We’re witnessing interesting developments in the UK at the moment, especially when it comes to the big miners and the dual-listed BHP Billiton and Rio Tinto.
To understand what is happening, we have to look back a few years to the depths of the eurozone crisis. Back then, during the jitters and volatility that swept through the eurozone, huge amounts of money from peripheral Europe ignored the fundamentals of the UK economy and made its way into sterling-denominated assets as a relative safe haven.
Fast forward a few years and people are only just beginning to wake up to the dire financial state of the British economy. With the jitters and volatility in the eurozone subsiding significantly, assets within continental Europe are beginning to look attractive again.
Hence sterling is in the process of losing its safe haven status as the money flow reverses and participants look to try and get out with their shirts still on their backs.
With the UK staring down the barrel of its third recession in five years, sterling has been the second worst performing G10 currency year-to-date, down 7.1 per cent, which is only just behind the yen’s fall of 8.8 per cent.
The only difference is that the Bank of Japan is deliberately trying to weaken its currency, a move many suggest new Bank of England Governor Mark Carney may look to follow. He’s already hinted he’s going for a very relaxed approach to hitting the government’s 2 per cent inflation target.
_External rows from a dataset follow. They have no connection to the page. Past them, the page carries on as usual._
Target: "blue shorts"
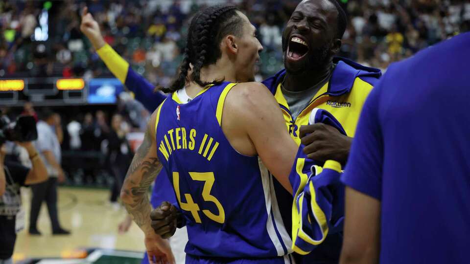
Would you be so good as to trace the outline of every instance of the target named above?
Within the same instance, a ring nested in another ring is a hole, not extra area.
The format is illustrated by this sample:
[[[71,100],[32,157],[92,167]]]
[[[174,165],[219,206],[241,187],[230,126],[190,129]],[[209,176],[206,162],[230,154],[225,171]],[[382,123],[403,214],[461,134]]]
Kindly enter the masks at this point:
[[[186,264],[295,264],[290,255],[265,259],[227,259],[186,254]]]

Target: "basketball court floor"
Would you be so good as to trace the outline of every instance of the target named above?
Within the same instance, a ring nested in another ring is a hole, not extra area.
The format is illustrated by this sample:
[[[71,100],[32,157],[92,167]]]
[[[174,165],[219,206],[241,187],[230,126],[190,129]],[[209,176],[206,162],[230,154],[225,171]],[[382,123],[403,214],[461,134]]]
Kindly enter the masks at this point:
[[[108,190],[59,188],[59,217],[63,227],[71,232],[68,236],[52,235],[45,203],[38,221],[42,235],[30,235],[30,190],[23,188],[22,196],[26,220],[15,246],[15,263],[140,263],[145,248],[143,234],[134,223],[127,233],[119,234],[118,226],[126,212],[109,202]]]

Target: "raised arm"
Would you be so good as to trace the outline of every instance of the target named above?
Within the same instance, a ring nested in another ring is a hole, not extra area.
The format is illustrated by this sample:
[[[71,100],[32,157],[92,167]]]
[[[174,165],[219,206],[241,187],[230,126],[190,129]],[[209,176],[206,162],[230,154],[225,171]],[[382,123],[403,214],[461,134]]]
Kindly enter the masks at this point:
[[[86,7],[82,12],[80,29],[90,40],[98,55],[113,74],[134,93],[136,100],[141,103],[149,111],[153,112],[166,97],[160,92],[154,92],[155,86],[134,71],[129,63],[106,44],[98,22],[88,13]]]
[[[31,142],[18,142],[18,144],[24,148],[28,152],[28,155],[32,167],[28,175],[26,176],[24,184],[26,185],[39,183],[47,179],[49,176],[47,175],[47,170],[43,160],[39,157],[34,145]],[[53,155],[52,155],[53,156]]]
[[[153,261],[155,258],[157,261],[162,260],[174,263],[168,242],[155,234],[150,226],[151,206],[148,189],[163,168],[157,156],[156,115],[154,112],[149,121],[143,141],[136,153],[126,175],[120,197],[128,213],[145,234],[149,261]],[[152,261],[150,263],[153,263]]]
[[[292,193],[288,176],[299,148],[287,132],[272,94],[259,83],[238,84],[229,92],[223,113],[224,133],[228,138],[236,139],[231,141],[234,147],[244,154],[259,155],[279,182]],[[252,144],[237,143],[242,142]]]

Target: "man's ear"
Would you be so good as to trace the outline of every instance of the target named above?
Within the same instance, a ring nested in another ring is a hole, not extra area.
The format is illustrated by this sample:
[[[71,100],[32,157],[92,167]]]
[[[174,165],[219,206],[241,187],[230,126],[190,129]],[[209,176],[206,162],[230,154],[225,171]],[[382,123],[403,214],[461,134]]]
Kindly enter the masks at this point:
[[[224,44],[229,53],[236,54],[238,53],[238,46],[236,44],[236,38],[235,36],[229,35],[226,37],[224,39]]]

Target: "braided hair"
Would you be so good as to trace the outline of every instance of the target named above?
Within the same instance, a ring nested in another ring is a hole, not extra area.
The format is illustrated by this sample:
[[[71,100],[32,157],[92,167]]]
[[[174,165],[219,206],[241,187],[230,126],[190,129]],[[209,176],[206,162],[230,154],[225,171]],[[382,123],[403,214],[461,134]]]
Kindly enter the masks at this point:
[[[220,44],[227,35],[240,37],[242,19],[235,6],[217,5],[205,8],[196,13],[191,22],[188,33],[184,57],[176,78],[164,92],[173,92],[183,88],[186,82],[189,64],[192,66],[191,80],[202,87],[220,84],[223,80],[203,82],[201,69],[215,63],[222,56]]]

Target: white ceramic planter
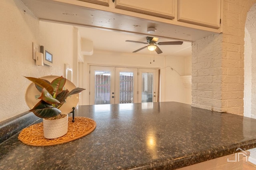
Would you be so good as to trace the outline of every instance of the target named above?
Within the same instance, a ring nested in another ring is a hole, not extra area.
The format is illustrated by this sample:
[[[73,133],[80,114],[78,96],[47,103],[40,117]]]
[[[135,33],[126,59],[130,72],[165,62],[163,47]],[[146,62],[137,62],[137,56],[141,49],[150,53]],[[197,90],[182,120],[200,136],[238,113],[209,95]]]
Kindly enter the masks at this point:
[[[47,120],[43,119],[44,136],[48,139],[53,139],[62,137],[68,132],[68,116],[56,120]]]

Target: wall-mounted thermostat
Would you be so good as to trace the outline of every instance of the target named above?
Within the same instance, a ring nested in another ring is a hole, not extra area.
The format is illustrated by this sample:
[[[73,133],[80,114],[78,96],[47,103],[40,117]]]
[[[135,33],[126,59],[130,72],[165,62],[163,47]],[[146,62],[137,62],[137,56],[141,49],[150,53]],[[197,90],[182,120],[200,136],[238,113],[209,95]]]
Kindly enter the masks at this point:
[[[52,66],[52,54],[45,49],[42,45],[41,46],[41,53],[44,54],[44,64]]]

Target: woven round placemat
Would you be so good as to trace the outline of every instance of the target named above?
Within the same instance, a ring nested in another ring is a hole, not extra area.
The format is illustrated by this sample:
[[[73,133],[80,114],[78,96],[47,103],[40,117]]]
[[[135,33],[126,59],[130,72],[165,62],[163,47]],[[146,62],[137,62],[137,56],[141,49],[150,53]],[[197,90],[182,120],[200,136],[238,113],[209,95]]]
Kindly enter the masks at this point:
[[[68,117],[68,132],[58,138],[48,139],[44,136],[43,123],[35,124],[24,129],[20,133],[18,139],[23,143],[30,145],[50,146],[70,142],[84,136],[92,132],[96,127],[96,122],[90,118]]]

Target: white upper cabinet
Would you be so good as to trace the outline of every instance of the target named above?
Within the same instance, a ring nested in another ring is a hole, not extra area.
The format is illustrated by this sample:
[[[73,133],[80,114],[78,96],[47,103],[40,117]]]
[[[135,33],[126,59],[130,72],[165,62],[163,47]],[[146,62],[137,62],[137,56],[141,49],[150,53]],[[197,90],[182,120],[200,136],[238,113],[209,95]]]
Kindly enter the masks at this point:
[[[78,0],[81,1],[98,4],[104,6],[109,6],[109,0]]]
[[[174,18],[174,0],[115,0],[115,2],[117,8],[165,18]]]
[[[178,21],[214,29],[220,26],[221,0],[178,0]]]

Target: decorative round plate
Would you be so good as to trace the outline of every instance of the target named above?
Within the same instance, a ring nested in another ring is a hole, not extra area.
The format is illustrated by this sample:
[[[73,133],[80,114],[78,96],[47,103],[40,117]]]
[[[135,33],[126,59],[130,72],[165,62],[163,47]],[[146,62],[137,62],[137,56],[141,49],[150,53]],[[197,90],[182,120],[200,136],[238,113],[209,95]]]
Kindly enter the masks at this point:
[[[40,77],[40,78],[47,80],[50,82],[56,78],[59,77],[57,76],[47,76]],[[72,90],[76,88],[76,86],[72,82],[67,79],[66,84],[64,86],[63,89],[68,89],[70,92]],[[28,106],[30,109],[32,109],[34,106],[40,101],[38,98],[40,97],[41,93],[36,88],[34,83],[30,84],[26,91],[25,93],[25,100]],[[72,111],[72,107],[76,106],[79,100],[79,94],[75,94],[70,96],[68,97],[66,100],[66,103],[60,108],[62,112],[68,113]]]

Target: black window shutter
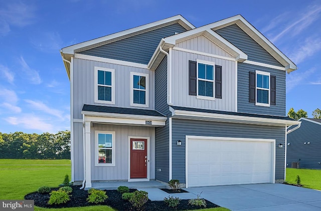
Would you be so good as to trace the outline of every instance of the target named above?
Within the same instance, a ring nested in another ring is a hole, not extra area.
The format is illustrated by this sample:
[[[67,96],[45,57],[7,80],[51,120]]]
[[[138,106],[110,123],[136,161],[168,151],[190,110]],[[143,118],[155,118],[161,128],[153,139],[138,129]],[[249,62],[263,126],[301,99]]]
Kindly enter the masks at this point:
[[[250,103],[255,103],[255,89],[256,88],[255,81],[255,73],[254,72],[250,72],[250,80],[249,83],[249,102]]]
[[[275,77],[275,76],[271,76],[271,81],[270,81],[270,83],[271,84],[270,84],[270,104],[271,105],[276,105],[276,77]]]
[[[222,99],[222,66],[215,65],[215,98]]]
[[[190,61],[189,62],[189,94],[196,95],[196,62]]]

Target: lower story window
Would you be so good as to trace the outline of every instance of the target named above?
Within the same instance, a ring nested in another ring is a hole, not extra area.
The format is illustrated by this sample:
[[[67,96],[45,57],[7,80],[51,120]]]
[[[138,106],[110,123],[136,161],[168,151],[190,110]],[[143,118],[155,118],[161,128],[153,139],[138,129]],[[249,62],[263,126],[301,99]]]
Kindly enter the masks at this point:
[[[96,131],[97,145],[97,164],[102,165],[114,165],[115,133]]]

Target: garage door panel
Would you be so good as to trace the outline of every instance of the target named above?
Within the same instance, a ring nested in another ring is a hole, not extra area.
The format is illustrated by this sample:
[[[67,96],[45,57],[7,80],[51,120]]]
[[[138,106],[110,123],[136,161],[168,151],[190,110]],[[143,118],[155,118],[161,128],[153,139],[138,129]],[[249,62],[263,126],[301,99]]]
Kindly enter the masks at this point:
[[[188,185],[271,182],[271,142],[188,140]]]

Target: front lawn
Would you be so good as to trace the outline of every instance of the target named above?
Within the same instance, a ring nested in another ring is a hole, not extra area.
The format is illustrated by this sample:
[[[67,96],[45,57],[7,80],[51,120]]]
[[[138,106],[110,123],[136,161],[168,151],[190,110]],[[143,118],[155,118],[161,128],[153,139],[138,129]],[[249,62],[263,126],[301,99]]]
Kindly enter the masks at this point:
[[[287,168],[285,180],[295,183],[297,175],[300,176],[303,187],[321,190],[321,170]]]

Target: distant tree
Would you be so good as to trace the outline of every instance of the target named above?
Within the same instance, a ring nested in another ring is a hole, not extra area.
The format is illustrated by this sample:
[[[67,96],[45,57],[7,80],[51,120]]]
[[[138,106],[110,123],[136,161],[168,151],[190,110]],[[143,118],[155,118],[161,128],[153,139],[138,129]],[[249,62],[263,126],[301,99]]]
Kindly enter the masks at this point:
[[[291,108],[287,113],[287,115],[289,117],[297,120],[302,117],[307,117],[307,112],[302,109],[300,109],[296,112],[293,108]]]
[[[312,112],[313,119],[321,119],[321,110],[317,108]]]

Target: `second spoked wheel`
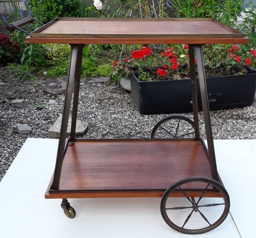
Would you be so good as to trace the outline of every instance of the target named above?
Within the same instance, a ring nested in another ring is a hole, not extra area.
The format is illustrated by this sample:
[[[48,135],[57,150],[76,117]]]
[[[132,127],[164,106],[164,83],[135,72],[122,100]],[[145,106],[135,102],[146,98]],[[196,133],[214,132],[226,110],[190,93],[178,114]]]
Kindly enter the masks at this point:
[[[154,127],[151,138],[195,138],[193,121],[182,115],[171,115],[159,121]]]
[[[167,189],[160,208],[164,220],[172,228],[185,234],[201,234],[220,226],[229,208],[229,196],[223,186],[211,178],[193,177]]]

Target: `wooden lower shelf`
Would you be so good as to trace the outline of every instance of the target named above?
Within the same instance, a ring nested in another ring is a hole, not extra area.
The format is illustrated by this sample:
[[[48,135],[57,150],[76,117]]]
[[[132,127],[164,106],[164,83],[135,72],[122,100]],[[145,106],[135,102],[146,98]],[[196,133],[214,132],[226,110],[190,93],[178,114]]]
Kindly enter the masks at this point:
[[[45,198],[161,196],[192,176],[211,177],[204,146],[192,140],[77,140],[66,148],[60,189],[50,182]]]

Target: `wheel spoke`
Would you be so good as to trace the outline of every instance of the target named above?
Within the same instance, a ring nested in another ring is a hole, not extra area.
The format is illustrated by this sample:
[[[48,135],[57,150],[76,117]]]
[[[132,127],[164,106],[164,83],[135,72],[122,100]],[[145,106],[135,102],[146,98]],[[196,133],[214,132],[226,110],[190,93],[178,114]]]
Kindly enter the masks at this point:
[[[208,189],[208,187],[209,187],[210,183],[207,184],[207,186],[206,186],[206,187],[204,189],[204,191],[202,192],[202,193],[200,195],[200,198],[199,198],[198,201],[196,202],[196,205],[198,205],[199,202],[200,202],[200,200],[202,199],[202,198],[204,196],[204,195],[205,194],[206,190]]]
[[[182,228],[183,228],[184,227],[184,226],[185,226],[186,225],[186,224],[188,223],[188,221],[189,221],[189,219],[190,219],[190,218],[191,217],[191,215],[192,215],[192,213],[193,213],[193,210],[192,210],[192,211],[189,214],[189,215],[188,216],[188,217],[187,217],[187,218],[186,219],[186,221],[185,221],[185,222],[184,223],[184,224],[183,224],[183,226],[182,226]]]
[[[177,138],[177,134],[178,133],[179,128],[180,128],[180,119],[179,120],[178,124],[177,125],[176,131],[175,133],[175,138]]]
[[[188,196],[188,195],[186,194],[186,192],[184,191],[181,187],[180,186],[179,186],[179,188],[180,189],[180,190],[182,192],[182,193],[184,195],[184,196],[187,198],[187,199],[191,202],[191,203],[193,205],[193,202],[191,201],[191,199],[189,198],[189,197]]]
[[[166,208],[166,210],[179,210],[188,208],[193,208],[193,206],[174,206],[173,208]]]
[[[192,132],[188,132],[188,133],[182,134],[182,135],[180,135],[180,136],[177,136],[177,137],[176,137],[176,138],[182,137],[185,136],[188,136],[189,134],[193,134],[194,133],[195,133],[194,131],[192,131]]]
[[[168,134],[171,135],[173,138],[175,138],[174,136],[173,136],[173,134],[172,134],[167,129],[166,129],[163,126],[160,126],[160,127],[161,127],[163,130],[164,130]]]
[[[198,206],[198,208],[207,207],[207,206],[220,206],[221,205],[225,205],[225,203],[210,203],[210,204],[201,205],[200,206]]]
[[[207,218],[205,217],[205,215],[199,210],[198,210],[200,215],[202,216],[202,217],[204,218],[204,220],[210,225],[211,226],[211,223],[209,223],[209,221],[207,220]]]

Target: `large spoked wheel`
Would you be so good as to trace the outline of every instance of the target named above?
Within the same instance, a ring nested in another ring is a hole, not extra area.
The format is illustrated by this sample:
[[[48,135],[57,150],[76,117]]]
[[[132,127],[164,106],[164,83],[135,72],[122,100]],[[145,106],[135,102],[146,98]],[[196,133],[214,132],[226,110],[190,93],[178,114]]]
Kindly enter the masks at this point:
[[[193,121],[182,115],[171,115],[159,121],[154,127],[151,138],[195,138]]]
[[[218,198],[213,198],[215,196]],[[229,196],[220,183],[193,177],[180,180],[167,189],[160,209],[164,220],[172,228],[185,234],[201,234],[220,226],[230,206]]]

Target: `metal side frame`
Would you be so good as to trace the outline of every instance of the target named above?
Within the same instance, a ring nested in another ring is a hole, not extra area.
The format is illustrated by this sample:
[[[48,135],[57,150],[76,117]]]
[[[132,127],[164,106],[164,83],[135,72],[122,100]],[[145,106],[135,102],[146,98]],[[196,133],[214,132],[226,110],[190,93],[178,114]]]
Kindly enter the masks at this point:
[[[75,80],[75,92],[74,93],[73,99],[73,113],[72,115],[71,138],[73,140],[74,140],[83,48],[83,45],[71,45],[60,136],[52,185],[52,189],[53,190],[59,189],[61,167],[66,145],[67,130],[68,123],[69,113],[70,111],[74,80]]]

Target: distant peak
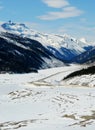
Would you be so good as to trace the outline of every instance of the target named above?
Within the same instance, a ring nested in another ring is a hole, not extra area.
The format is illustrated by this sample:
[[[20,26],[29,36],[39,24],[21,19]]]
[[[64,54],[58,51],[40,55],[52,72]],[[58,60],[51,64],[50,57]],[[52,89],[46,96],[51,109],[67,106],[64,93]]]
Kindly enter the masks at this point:
[[[28,29],[28,27],[23,23],[14,23],[11,20],[9,20],[6,23],[3,23],[2,28],[7,31],[19,31],[22,32],[25,29]]]

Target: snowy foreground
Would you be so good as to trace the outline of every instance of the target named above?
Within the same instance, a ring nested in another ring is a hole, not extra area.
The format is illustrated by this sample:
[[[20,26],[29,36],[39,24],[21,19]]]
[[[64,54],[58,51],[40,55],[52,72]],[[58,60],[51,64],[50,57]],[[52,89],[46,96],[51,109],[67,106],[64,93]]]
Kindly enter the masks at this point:
[[[62,80],[78,69],[1,74],[0,130],[94,130],[95,88]]]

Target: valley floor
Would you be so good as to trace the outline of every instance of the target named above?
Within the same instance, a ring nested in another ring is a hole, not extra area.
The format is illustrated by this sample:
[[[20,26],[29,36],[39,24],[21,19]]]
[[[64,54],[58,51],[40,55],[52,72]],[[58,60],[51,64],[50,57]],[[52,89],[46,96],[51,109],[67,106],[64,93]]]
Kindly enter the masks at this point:
[[[0,75],[0,130],[94,130],[95,88],[63,78],[80,66]]]

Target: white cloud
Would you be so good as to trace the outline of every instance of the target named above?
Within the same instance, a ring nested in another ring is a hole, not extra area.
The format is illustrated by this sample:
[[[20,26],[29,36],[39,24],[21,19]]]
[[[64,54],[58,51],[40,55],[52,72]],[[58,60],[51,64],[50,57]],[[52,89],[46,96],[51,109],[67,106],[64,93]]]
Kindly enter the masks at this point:
[[[59,12],[48,12],[46,15],[39,16],[42,20],[57,20],[63,18],[70,18],[80,16],[83,11],[77,9],[76,7],[65,7]]]
[[[67,0],[43,0],[43,2],[53,8],[62,8],[69,5]]]

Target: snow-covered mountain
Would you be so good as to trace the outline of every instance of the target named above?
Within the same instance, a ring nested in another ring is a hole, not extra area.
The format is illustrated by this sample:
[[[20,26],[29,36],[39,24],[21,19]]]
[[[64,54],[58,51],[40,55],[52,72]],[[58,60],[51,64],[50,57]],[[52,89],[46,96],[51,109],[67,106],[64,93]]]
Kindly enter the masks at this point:
[[[36,40],[8,32],[0,34],[0,73],[34,72],[63,65],[63,61]]]
[[[43,44],[56,58],[61,60],[71,60],[73,57],[89,50],[91,45],[84,39],[77,40],[68,35],[45,34],[34,31],[25,24],[3,23],[3,30],[16,33],[23,37],[28,37]]]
The chart above of sterling versus the US dollar shows that since the beginning of 2013, there has been some serious selling pressure. So much so that it has recently broken down through a major support level and, despite the recent bounce, looks set to continue its de-rating, possibly weakening to levels around the previous major lows marked in red and green.
There have been plenty of professionals suggesting short pound sterling is one of their best trade ideas for 2013. With plenty of speculators betting against ‘cable’, as it is commonly referred to by traders, memories of when George Soros famously broke the Bank of England and profited $1 billion won’t be too far from memory.
So enough with the history, what does this mean for the current market? Basically, Rio Tinto and BHP Billiton have been smashed in London, as can be seen in the charts below as money exits the sterling-denominated listings for fear of further sterling weakness and iron ore price uncertainty.
This creates a huge amount of uncertainty and really damages sentiment for the Australian listings right at a time when the market is seeing a pullback. On top of that, adjusting for the currency it presently means you can buy the London-listed BHP Billiton for $28.85 and Rio for $45.24, which are huge discounts to Australian prices.